Net profit rose to $462 million from $270m, the Auckland-based company said. Total revenue gained 4 per cent to $9 billion. Operating earnings before interest and tax (ebit) and excluding one-time items was $682m, within the company’s guidance range of $650m to $690m.
The latest results include one-time gains of $44m, including a $90m gain on the sale of the operations of Rocla Quarry Products to Hanson Construction Materials, offset by an impairment against its Formica India manufacturing assets and charges for plant closures. In the previous year it recognised one-time charges of $129m, mainly reflecting impairments and closure costs against its Australian operations. Australian earnings climbed 29 per cent to $154m in the year ended June 30, even as revenue across the Tasman slipped 3 per cent to $3.04b.
“While the macro-economic environment in Australia was mixed, we delivered strong earnings growth from our Australian business portfolio, which was the result of our focus on improving the performance and capability of our businesses in that market,” said chief executive Mark Adamson.
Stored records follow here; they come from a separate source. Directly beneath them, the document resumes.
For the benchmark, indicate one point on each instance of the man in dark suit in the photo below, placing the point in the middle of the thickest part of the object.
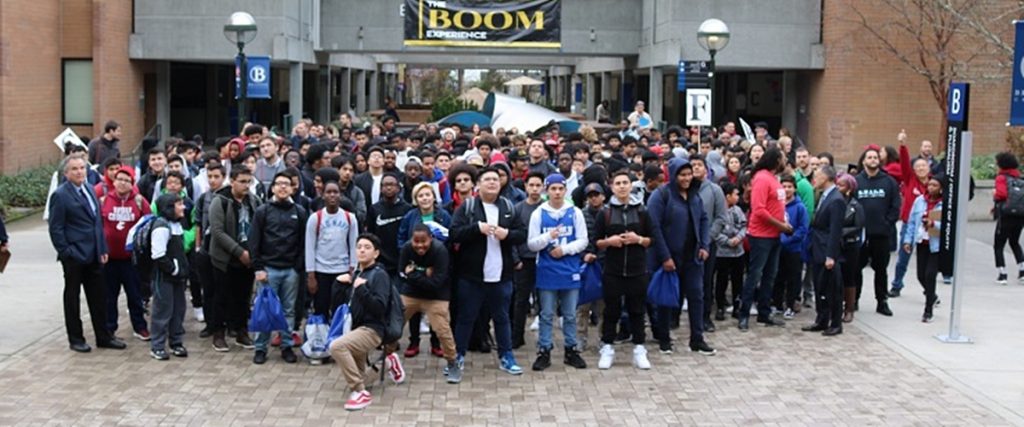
(826, 236)
(77, 233)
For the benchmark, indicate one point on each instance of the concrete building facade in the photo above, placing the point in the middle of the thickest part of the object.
(162, 68)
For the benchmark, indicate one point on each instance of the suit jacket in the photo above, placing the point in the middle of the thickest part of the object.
(826, 228)
(76, 232)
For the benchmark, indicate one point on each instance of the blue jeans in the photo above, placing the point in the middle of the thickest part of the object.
(761, 275)
(285, 283)
(902, 260)
(120, 272)
(565, 301)
(472, 296)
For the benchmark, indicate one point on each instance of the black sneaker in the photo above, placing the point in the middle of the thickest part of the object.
(159, 354)
(289, 355)
(179, 351)
(543, 360)
(572, 358)
(701, 347)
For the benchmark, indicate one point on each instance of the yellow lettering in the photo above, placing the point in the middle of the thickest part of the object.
(439, 14)
(462, 13)
(488, 19)
(523, 20)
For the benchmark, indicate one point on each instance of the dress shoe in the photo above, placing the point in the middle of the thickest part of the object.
(114, 343)
(883, 309)
(833, 331)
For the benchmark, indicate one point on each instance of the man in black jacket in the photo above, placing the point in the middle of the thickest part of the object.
(826, 257)
(879, 194)
(278, 246)
(486, 231)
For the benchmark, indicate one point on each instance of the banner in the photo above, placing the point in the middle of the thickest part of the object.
(258, 77)
(532, 24)
(1017, 91)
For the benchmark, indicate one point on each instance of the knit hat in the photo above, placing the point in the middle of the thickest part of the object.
(555, 178)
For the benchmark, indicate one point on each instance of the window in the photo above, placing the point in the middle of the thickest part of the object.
(77, 87)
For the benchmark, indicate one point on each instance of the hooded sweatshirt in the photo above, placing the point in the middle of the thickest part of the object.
(678, 225)
(557, 273)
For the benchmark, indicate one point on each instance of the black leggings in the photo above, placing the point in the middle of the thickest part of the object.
(1008, 228)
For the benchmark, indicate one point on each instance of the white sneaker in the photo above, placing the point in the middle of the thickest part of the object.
(607, 356)
(640, 357)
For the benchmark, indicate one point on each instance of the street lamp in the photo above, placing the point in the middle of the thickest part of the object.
(241, 29)
(713, 35)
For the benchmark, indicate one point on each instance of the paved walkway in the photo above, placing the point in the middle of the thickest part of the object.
(881, 371)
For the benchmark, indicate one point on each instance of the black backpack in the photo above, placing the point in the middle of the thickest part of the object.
(1014, 206)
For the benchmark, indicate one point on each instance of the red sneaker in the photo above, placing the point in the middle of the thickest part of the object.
(394, 368)
(358, 400)
(412, 351)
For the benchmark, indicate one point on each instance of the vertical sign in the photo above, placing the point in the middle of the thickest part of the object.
(1017, 91)
(954, 199)
(257, 76)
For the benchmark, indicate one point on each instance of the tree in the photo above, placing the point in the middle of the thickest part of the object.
(939, 40)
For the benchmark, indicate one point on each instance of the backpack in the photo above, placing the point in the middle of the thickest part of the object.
(1014, 205)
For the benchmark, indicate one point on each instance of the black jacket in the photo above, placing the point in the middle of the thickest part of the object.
(473, 246)
(384, 220)
(881, 199)
(369, 302)
(417, 284)
(276, 238)
(630, 260)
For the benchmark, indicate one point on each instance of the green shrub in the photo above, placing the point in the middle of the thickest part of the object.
(450, 104)
(27, 189)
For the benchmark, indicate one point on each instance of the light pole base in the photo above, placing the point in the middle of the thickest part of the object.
(960, 339)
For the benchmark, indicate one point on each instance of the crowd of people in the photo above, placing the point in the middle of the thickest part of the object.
(481, 229)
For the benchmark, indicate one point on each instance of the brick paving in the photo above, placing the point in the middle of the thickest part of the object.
(767, 376)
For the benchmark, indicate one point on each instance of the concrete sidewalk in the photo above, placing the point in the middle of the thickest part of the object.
(990, 369)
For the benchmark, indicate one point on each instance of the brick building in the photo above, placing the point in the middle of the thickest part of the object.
(143, 62)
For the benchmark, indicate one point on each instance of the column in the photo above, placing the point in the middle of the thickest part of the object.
(360, 91)
(295, 92)
(655, 103)
(164, 99)
(346, 89)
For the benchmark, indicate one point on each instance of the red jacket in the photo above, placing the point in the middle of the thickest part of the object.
(120, 214)
(1001, 193)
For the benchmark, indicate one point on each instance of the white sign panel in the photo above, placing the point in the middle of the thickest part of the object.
(698, 108)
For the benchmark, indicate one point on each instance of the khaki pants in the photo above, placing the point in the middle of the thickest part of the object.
(439, 317)
(350, 353)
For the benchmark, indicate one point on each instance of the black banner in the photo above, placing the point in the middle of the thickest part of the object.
(534, 24)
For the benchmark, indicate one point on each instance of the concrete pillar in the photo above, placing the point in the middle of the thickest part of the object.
(360, 91)
(295, 92)
(655, 102)
(589, 100)
(164, 98)
(375, 101)
(346, 89)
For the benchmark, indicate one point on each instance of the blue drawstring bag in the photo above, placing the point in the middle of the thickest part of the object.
(664, 289)
(590, 280)
(267, 315)
(340, 324)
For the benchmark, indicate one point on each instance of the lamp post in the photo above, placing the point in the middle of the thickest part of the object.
(713, 35)
(241, 29)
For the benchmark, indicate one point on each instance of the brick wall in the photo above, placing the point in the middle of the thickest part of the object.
(863, 98)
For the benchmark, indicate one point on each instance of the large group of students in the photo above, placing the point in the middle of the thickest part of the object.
(482, 229)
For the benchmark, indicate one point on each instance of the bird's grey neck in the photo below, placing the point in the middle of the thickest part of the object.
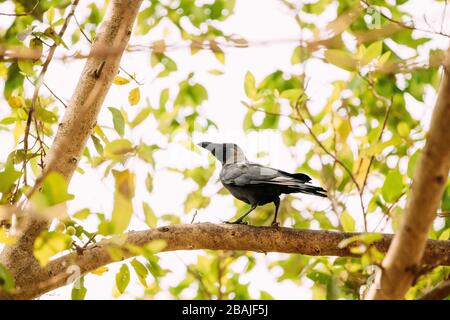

The company gave guidance for 2017 of ebit in a range of $720m to $760m, helped by the contribution from Higgins Group, the rival construction group it gained antitrust approval to buy for $303m. Higgins was likely to offset the impact of its discontinued Pacific Steel, Rocla Quarry Products and Fletcher EQR businesses.
Adamson said the earnings gain would be reflected in the current six months, with first-half ebit expected to be up on the year-earlier result.
Fletcher sees residential building consents in New Zealand peaking in 2018, while non-residential activity is seen remaining “steady at elevated levels”. Infrastructure work is expected to grow. In Australia, residential construction is expected to gradually decline after a peak this year, with little growth forecast in non-residential activity.
For the rest of the world, Fletcher sees moderating growth in China and modest growth in its Taiwan and Southeast Asian markets. It sees relatively low growth in North America and a mixed outlook for Europe, with modest UK growth.
Fletcher will pay a final dividend of 20c a share, fully tax paid, on October 12. That brings total payments for the year to 39c.
For New Zealand shareholders it expects to be able to fully impute dividends through to 2019 while in Australia it will fully frank final dividends “where possible”.
Fletcher shares closed up 47c yesterday at $10.16.